Laser manufacturer nLight files for IPO — the Silicon Forest’s first in years

Published 12:00 am Sunday, April 1, 2018

The Silicon Forest could be getting its first IPO in more than a decade.

Clark County laser manufacturer nLight filed late Friday to sell stock to the public. It would be the region’s first public offering from a tech company since Cascade Microtech’s IPO in 2004.

The prospective IPO represents a milestone for nLight, a nearly 20-year-old company that is enjoying enormous growth thanks to rapid advances in laser technology. It’s also a major development for the Silicon Forest, which hasn’t produced a big technology company in generations.

Some companies that seek IPOs never complete the process, which can take months. Sometimes, investors lose interest when they get a close look at a company’s financial results, and other times, companies get too hot, and a larger corporation swoops in to buy them.

Friday’s filing suggests nLight can stand on its own. The company has more than 1,000 employees at sites around the world and reported sales of $138.5 million last year, up 36 percent from 2016. Profits totaled $1.8 million, compared to a $14.2 million loss the prior year.

In addition to its headquarters and factory just north of Vancouver, nLight has a factory in Finland and packaging and assembly facilities in Hillsboro and Shanghai. The company said it hopes to list on the Nasdaq Global Market under the ticker symbol LASR.

Its filing says nLight is looking to sell up to $86.3 million in stock. Chief executive Scott Keeney, nLight’s co-founder, declined comment Friday citing regulatory restrictions on public comments from companies seeking a public offering.

Though nLight has grown to become one of the biggest tech companies in the Portland area, it’s not widely known.

That may be partly due to its status as a throwback to the Silicon Forest’s roots in hardware manufacturing. Most of the region’s young companies focus on software or web technologies.
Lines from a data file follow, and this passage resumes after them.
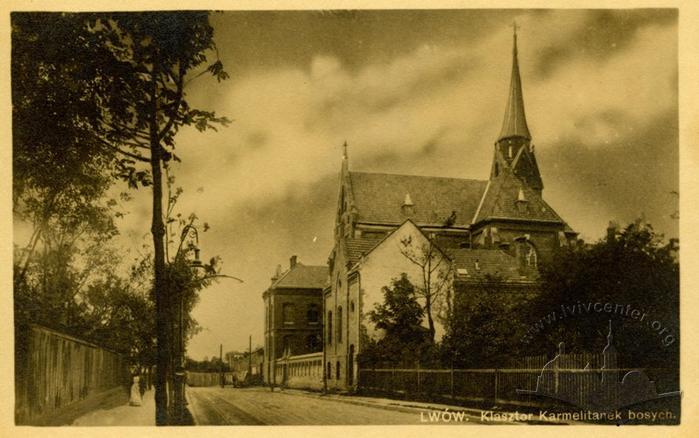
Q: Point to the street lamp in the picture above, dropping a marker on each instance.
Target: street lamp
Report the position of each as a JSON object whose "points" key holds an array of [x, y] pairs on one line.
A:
{"points": [[195, 265]]}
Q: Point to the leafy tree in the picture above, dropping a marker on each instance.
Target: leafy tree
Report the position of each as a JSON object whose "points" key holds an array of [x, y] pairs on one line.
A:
{"points": [[115, 84], [484, 326], [437, 275], [633, 268], [405, 340]]}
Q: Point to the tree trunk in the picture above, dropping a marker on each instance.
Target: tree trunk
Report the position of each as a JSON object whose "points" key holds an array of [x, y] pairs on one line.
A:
{"points": [[158, 231], [430, 321]]}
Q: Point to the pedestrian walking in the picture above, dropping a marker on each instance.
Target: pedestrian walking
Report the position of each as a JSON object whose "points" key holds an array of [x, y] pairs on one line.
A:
{"points": [[135, 399], [142, 385]]}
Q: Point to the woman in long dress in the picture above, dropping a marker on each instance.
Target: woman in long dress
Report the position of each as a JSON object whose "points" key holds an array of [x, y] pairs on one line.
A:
{"points": [[135, 399]]}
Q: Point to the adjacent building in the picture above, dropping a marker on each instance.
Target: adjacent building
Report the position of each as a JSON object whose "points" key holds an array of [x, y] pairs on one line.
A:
{"points": [[445, 233], [293, 314], [449, 235]]}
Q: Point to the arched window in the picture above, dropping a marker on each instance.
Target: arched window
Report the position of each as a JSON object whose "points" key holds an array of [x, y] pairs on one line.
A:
{"points": [[287, 345], [339, 325], [531, 256], [330, 327], [312, 343], [312, 314], [288, 313], [528, 256]]}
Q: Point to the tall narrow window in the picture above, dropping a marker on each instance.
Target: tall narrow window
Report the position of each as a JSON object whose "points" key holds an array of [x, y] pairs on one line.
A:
{"points": [[312, 314], [288, 313], [330, 327], [339, 325]]}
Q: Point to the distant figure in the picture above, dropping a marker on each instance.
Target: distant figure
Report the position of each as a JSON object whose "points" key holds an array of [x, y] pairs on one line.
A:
{"points": [[142, 386], [135, 399]]}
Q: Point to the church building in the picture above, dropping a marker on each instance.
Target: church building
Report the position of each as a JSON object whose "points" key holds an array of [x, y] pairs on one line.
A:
{"points": [[441, 232]]}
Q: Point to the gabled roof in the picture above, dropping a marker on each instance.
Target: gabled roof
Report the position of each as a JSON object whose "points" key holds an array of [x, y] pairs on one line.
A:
{"points": [[378, 198], [302, 277], [501, 201], [357, 247], [493, 262]]}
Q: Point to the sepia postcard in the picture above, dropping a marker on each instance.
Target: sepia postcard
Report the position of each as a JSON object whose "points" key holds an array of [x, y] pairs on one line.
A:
{"points": [[401, 216]]}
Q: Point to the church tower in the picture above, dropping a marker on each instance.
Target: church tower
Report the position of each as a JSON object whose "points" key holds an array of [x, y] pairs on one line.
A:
{"points": [[514, 151]]}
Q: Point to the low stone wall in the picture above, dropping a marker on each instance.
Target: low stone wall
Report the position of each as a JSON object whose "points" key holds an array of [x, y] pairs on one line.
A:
{"points": [[54, 371], [302, 372]]}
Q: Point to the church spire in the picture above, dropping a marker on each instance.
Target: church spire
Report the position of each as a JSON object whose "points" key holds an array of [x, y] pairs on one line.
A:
{"points": [[515, 123]]}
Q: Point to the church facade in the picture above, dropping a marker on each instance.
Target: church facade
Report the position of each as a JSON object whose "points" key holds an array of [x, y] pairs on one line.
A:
{"points": [[444, 233]]}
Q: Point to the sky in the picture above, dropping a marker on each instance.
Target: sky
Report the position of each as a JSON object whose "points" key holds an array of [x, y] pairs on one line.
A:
{"points": [[412, 92]]}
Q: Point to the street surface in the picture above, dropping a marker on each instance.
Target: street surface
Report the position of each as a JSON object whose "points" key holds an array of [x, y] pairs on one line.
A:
{"points": [[258, 406]]}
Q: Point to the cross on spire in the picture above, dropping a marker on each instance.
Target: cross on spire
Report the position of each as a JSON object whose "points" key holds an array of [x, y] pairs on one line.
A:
{"points": [[515, 123]]}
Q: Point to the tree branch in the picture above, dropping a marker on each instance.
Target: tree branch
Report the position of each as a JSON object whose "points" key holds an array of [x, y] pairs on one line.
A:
{"points": [[176, 104], [134, 156]]}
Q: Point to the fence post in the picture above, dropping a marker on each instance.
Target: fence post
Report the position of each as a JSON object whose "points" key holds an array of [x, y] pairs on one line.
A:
{"points": [[495, 401], [418, 377]]}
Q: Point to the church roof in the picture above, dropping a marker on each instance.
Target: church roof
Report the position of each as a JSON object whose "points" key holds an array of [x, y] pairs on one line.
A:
{"points": [[359, 246], [477, 263], [515, 122], [507, 197], [302, 277], [379, 197]]}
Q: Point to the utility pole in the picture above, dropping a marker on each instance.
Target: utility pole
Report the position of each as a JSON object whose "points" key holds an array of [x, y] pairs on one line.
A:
{"points": [[250, 358]]}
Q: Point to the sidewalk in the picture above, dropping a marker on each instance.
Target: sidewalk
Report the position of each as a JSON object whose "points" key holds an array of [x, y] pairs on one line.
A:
{"points": [[123, 415], [407, 405]]}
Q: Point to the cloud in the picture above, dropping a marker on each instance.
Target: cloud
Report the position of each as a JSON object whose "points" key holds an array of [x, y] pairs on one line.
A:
{"points": [[271, 178]]}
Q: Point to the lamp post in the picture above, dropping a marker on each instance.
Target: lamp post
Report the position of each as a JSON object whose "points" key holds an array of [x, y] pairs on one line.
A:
{"points": [[180, 375]]}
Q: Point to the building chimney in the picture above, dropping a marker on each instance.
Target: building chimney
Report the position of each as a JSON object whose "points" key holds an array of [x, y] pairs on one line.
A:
{"points": [[611, 231], [277, 273], [408, 207]]}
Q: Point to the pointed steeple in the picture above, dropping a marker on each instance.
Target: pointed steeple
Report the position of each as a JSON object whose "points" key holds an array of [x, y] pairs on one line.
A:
{"points": [[515, 122]]}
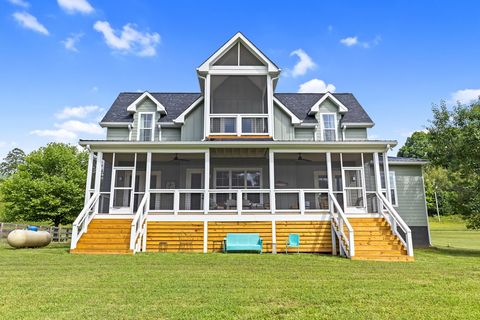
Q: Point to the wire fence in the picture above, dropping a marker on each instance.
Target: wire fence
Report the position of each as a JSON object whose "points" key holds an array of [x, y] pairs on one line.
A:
{"points": [[59, 234]]}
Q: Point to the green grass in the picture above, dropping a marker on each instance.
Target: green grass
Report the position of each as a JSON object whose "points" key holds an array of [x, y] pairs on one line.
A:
{"points": [[49, 283], [451, 232]]}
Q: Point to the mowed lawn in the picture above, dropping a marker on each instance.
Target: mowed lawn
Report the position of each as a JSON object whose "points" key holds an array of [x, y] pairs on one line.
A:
{"points": [[49, 283]]}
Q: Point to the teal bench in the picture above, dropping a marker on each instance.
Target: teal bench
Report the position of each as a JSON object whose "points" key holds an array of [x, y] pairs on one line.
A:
{"points": [[242, 242]]}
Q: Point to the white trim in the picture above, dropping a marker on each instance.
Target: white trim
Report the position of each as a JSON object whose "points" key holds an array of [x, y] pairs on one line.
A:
{"points": [[133, 106], [316, 107], [238, 37], [181, 117], [295, 119], [394, 188], [235, 217], [322, 125], [139, 127]]}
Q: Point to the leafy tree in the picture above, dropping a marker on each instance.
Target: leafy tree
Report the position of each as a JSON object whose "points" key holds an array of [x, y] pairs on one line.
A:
{"points": [[48, 186], [11, 162], [455, 137], [417, 146]]}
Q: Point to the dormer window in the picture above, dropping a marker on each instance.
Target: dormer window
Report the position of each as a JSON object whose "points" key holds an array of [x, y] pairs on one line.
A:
{"points": [[329, 130], [146, 125]]}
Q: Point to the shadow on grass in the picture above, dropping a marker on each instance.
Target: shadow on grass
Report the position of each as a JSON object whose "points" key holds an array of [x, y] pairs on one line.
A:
{"points": [[454, 252]]}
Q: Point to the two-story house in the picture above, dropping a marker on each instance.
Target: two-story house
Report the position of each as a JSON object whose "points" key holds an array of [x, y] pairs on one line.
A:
{"points": [[178, 171]]}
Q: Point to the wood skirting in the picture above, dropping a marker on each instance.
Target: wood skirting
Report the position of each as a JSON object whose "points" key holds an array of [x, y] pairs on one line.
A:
{"points": [[315, 236]]}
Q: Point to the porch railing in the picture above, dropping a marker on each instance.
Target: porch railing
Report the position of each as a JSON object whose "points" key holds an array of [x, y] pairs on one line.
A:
{"points": [[395, 221], [80, 224], [139, 226], [239, 124], [339, 224], [238, 201]]}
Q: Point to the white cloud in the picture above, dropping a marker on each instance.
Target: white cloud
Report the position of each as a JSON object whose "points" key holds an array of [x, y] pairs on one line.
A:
{"points": [[28, 21], [353, 41], [73, 6], [465, 96], [57, 135], [349, 41], [129, 40], [316, 86], [71, 42], [76, 112], [20, 3], [303, 65], [79, 126]]}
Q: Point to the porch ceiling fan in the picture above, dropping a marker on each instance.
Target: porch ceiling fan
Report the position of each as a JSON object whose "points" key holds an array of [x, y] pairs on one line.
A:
{"points": [[176, 158], [301, 158]]}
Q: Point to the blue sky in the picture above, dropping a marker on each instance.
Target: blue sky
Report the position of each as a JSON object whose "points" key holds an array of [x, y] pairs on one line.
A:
{"points": [[63, 62]]}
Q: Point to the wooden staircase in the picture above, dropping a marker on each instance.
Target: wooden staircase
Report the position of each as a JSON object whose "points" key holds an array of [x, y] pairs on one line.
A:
{"points": [[105, 236], [374, 240]]}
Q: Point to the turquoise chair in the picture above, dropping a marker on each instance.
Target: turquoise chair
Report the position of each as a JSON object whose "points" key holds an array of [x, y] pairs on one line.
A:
{"points": [[293, 242]]}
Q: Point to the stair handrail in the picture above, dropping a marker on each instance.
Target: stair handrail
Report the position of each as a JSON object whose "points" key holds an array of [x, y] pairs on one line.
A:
{"points": [[80, 225], [394, 221], [139, 226], [339, 221]]}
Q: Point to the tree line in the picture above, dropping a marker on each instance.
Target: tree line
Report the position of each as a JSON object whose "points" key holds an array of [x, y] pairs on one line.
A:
{"points": [[451, 144]]}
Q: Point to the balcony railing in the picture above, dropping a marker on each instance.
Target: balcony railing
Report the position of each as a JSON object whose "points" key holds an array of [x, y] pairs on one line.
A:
{"points": [[239, 124], [226, 201]]}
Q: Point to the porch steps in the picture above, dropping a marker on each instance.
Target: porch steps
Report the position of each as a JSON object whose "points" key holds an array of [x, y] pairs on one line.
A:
{"points": [[374, 240], [105, 236]]}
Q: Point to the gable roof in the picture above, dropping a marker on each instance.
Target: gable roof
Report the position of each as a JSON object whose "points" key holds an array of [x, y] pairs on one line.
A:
{"points": [[174, 103], [299, 104], [271, 67]]}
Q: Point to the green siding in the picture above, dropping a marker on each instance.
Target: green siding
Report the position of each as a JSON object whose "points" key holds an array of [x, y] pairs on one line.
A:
{"points": [[356, 134], [117, 134], [171, 134], [305, 134], [146, 105], [192, 129], [410, 192], [282, 125]]}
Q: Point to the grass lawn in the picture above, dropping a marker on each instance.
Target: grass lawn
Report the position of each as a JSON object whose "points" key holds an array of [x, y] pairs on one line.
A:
{"points": [[451, 232], [49, 283]]}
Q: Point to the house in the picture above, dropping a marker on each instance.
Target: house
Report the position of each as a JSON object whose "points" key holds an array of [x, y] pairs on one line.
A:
{"points": [[178, 171]]}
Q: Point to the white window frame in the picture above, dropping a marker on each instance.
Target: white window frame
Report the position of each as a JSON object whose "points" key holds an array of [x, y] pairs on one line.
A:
{"points": [[322, 125], [393, 186], [140, 122]]}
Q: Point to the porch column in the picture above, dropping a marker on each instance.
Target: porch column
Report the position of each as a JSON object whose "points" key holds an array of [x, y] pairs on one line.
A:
{"points": [[206, 196], [98, 175], [89, 177], [271, 176], [387, 176]]}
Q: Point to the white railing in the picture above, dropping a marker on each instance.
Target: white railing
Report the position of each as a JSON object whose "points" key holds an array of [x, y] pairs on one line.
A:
{"points": [[80, 224], [239, 124], [339, 223], [395, 221], [139, 226]]}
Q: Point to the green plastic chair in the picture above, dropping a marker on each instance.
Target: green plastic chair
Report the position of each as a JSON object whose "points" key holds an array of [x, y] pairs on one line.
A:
{"points": [[293, 242]]}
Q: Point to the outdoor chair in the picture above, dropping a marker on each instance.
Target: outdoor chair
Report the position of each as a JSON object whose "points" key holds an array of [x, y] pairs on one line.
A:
{"points": [[293, 242]]}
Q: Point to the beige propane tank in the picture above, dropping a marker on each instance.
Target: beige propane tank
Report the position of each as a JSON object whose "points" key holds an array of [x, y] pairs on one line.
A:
{"points": [[29, 239]]}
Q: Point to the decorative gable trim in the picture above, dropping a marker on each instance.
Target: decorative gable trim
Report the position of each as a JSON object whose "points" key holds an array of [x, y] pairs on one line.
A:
{"points": [[133, 107], [316, 107], [205, 67], [181, 118], [295, 119]]}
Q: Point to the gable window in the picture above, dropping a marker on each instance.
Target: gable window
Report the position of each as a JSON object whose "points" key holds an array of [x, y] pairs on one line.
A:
{"points": [[393, 188], [329, 130], [145, 126]]}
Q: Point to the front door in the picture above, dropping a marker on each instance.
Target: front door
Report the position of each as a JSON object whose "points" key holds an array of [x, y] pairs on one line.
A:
{"points": [[194, 181], [122, 191], [354, 190]]}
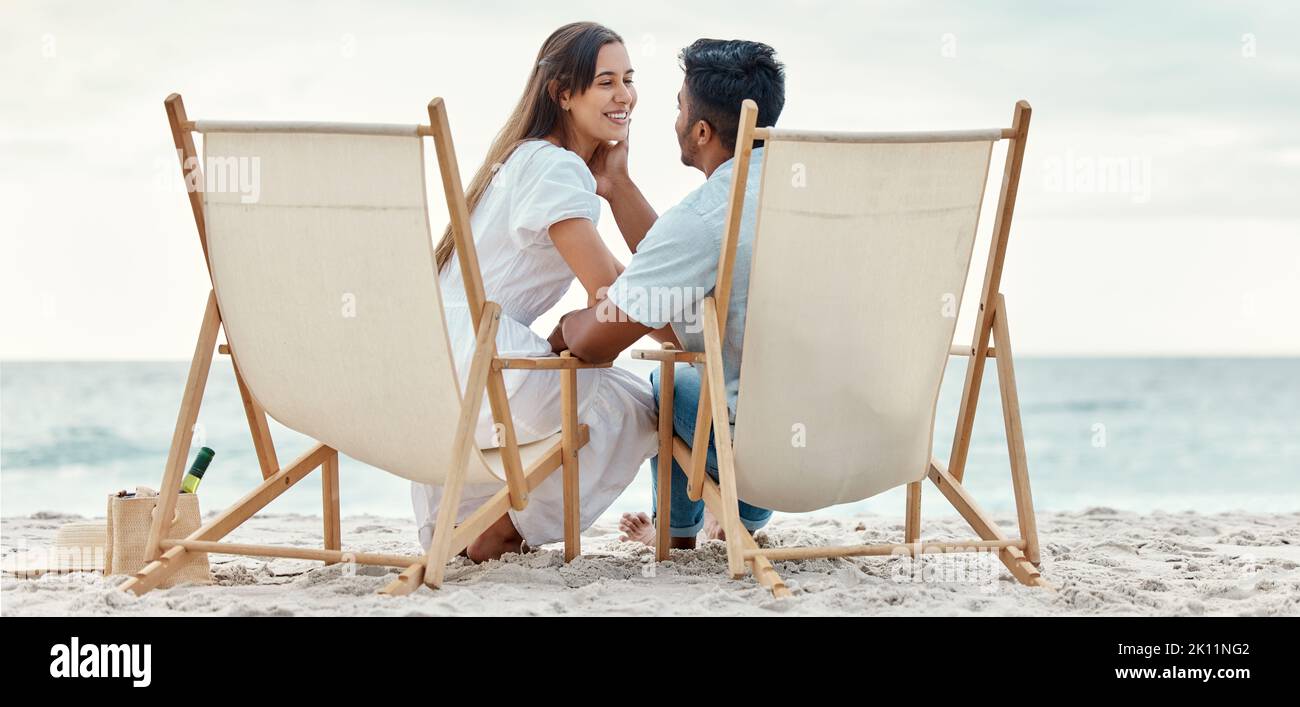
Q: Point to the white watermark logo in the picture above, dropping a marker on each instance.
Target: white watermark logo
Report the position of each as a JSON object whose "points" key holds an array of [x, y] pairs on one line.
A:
{"points": [[130, 660], [671, 304], [239, 176], [1099, 174]]}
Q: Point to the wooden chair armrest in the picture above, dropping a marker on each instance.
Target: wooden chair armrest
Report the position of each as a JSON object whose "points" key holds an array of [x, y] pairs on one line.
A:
{"points": [[668, 355], [547, 363]]}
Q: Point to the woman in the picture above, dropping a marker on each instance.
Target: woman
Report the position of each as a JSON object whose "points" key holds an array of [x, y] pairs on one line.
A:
{"points": [[533, 212]]}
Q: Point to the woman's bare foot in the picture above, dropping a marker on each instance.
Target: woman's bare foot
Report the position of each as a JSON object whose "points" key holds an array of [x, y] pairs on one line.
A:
{"points": [[637, 528], [713, 529]]}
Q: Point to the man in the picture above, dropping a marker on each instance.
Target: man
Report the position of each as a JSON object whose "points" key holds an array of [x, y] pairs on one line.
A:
{"points": [[676, 255]]}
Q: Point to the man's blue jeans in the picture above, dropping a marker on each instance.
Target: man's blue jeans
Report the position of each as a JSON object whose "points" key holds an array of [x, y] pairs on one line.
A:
{"points": [[687, 516]]}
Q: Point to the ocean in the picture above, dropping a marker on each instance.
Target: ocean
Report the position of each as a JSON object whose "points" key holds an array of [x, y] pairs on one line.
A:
{"points": [[1138, 434]]}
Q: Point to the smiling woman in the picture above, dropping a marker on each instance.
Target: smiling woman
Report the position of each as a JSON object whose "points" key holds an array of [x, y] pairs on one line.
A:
{"points": [[533, 217]]}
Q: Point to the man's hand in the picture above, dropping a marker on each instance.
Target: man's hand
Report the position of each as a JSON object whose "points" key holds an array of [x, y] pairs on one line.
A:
{"points": [[610, 168]]}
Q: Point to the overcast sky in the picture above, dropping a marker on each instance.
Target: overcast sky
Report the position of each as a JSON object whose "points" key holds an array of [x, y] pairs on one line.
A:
{"points": [[1197, 252]]}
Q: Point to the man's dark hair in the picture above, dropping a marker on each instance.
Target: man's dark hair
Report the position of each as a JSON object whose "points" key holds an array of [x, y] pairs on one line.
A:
{"points": [[720, 73]]}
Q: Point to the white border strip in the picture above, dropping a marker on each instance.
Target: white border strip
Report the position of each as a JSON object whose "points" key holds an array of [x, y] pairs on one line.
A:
{"points": [[989, 134], [319, 128]]}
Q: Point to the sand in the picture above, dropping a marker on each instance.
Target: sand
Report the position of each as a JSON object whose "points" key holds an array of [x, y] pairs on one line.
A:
{"points": [[1104, 562]]}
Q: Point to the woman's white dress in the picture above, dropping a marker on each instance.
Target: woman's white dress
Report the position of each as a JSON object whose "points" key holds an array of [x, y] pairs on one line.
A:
{"points": [[540, 185]]}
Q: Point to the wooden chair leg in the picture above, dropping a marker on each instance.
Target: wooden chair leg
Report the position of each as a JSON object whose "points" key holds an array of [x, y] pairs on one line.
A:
{"points": [[663, 503], [329, 499], [984, 527], [911, 525], [185, 420], [568, 425], [1015, 434], [463, 446], [258, 425], [716, 387]]}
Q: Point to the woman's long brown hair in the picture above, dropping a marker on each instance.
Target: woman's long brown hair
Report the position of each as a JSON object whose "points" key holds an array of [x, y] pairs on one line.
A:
{"points": [[564, 63]]}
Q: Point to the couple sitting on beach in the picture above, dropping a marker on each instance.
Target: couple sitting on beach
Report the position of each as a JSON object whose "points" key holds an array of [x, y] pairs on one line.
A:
{"points": [[534, 204]]}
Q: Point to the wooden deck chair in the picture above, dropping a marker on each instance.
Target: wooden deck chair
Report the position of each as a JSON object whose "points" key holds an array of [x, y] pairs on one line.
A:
{"points": [[861, 255], [324, 281]]}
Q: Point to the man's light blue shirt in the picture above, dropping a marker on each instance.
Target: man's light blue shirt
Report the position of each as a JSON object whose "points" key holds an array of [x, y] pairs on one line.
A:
{"points": [[675, 268]]}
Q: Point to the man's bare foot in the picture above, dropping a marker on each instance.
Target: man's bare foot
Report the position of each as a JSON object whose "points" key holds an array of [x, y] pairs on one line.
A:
{"points": [[713, 529], [640, 528], [495, 541], [637, 528]]}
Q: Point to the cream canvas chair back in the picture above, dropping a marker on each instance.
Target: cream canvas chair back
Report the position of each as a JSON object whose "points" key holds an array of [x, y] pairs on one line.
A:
{"points": [[843, 364], [323, 268]]}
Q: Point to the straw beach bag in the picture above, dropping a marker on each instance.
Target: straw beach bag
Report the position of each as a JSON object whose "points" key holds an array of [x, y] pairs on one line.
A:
{"points": [[129, 519]]}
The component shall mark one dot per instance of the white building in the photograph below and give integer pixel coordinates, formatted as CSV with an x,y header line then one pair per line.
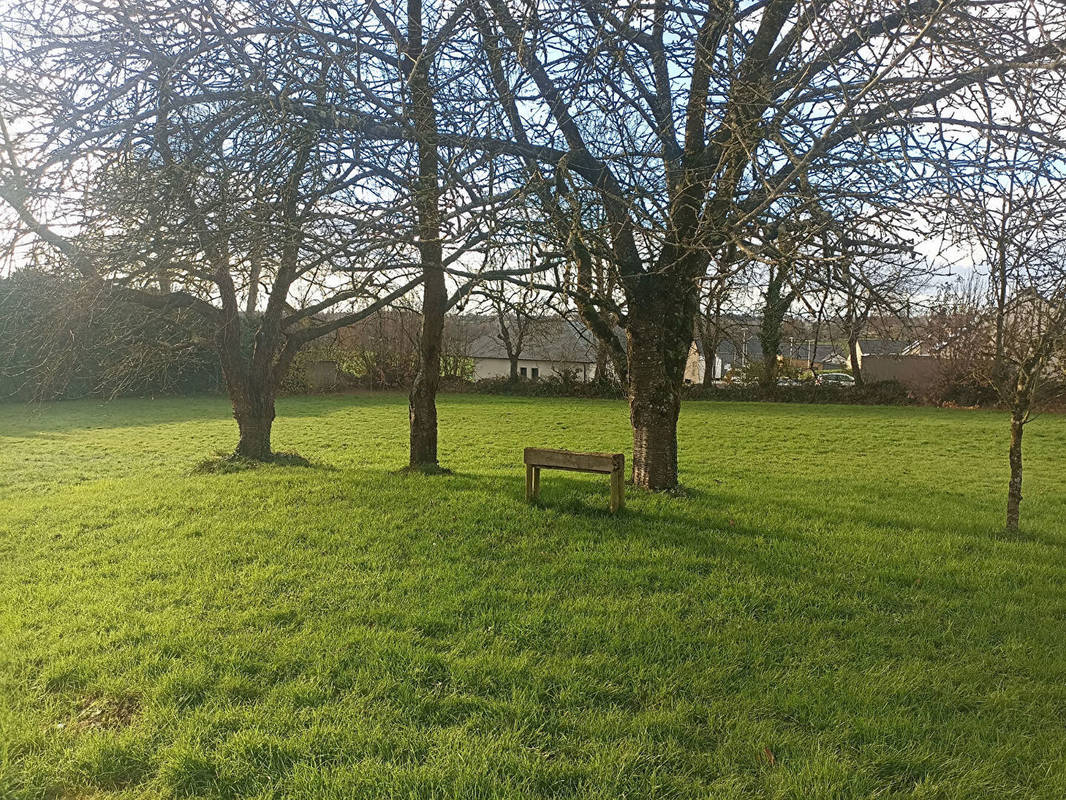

Founded in 2000 and originally based in Seattle, nLight initially sought to build lasers to amplify communications signals on fiber-optic networks. The company built its factory near Vancouver to capitalize on the region’s semiconductor industry and what was, at the time, a booming local sector for telecom services.

A telecom downturn accompanied the dot-com bust, however, and so nLight retooled to emphasize manufacturing tools.

Those advances have led to a rapid decline in the cost of producing high-output lasers. Manufacturers use nLight’s tools for industrial, aerospace, defense and electronics production, displacing conventional tools.

On Friday, nLight said its big customers include major manufacturers Samsung, BAE and Raytheon. Two-thirds of nLight’s sales are outside North America, with 40 percent of its revenue coming from China.

The Clark County company had previously raised $170 million — its largest shareholders include Oak Investment Partners, Menlo Ventures and Mohr, Davidow Ventures, investment firms that each hold about 20 percent of the company’s stock.

Former Washington Gov. Gary Locke, who also served as President Obama’s secretary of commerce and then as U.S. ambassador to China, sits on nLight’s board.

Tech companies across the U.S. are rushing into the IPO market at their fastest rate in years, capitalizing on the booming stock market and renewed investor enthusiasm for public offerings.

The nLight filing is the third from a Washington state company this week.

In Portland tech, though, the IPO market has been dormant for 14 years.

“It’s been a long time. Everyone said: Gee, what’s wrong?” said Gerry Langeler, a longtime Oregon tech investor and co-founder of Mentor Graphics.

The Silicon Forest’s IPO drought reflects a long dry spell for homegrown tech companies. The region struggled to make the transition from its roots in hardware, which produced several IPOs beginning in the 1970s, to software and web services.

In recent years, the region has produced several fast-growing companies specializing in software and online technologies. A handful, such as Elemental Technologies and Puppet, became major local employers. But they haven’t gone the IPO route — either selling to a larger company (Amazon bought Elemental in 2015) or staying private.

While such companies can still have a major regional impact, Langeler said it’s good to see nLight testing the public markets. It reflects the emergence of a new generation of big, local company — and more than that, a new generation of leaders.

Publicly traded companies tend to stay local, Langeler said, and contribute more to the community than those that sell to new owners. So he said nLight’s prospective IPO is heartening.

“I take it as a really good sign,” Langeler said. “It emboldens others. Going public is scary. Being in the public fishbowl is tough. It’s good to have role models.”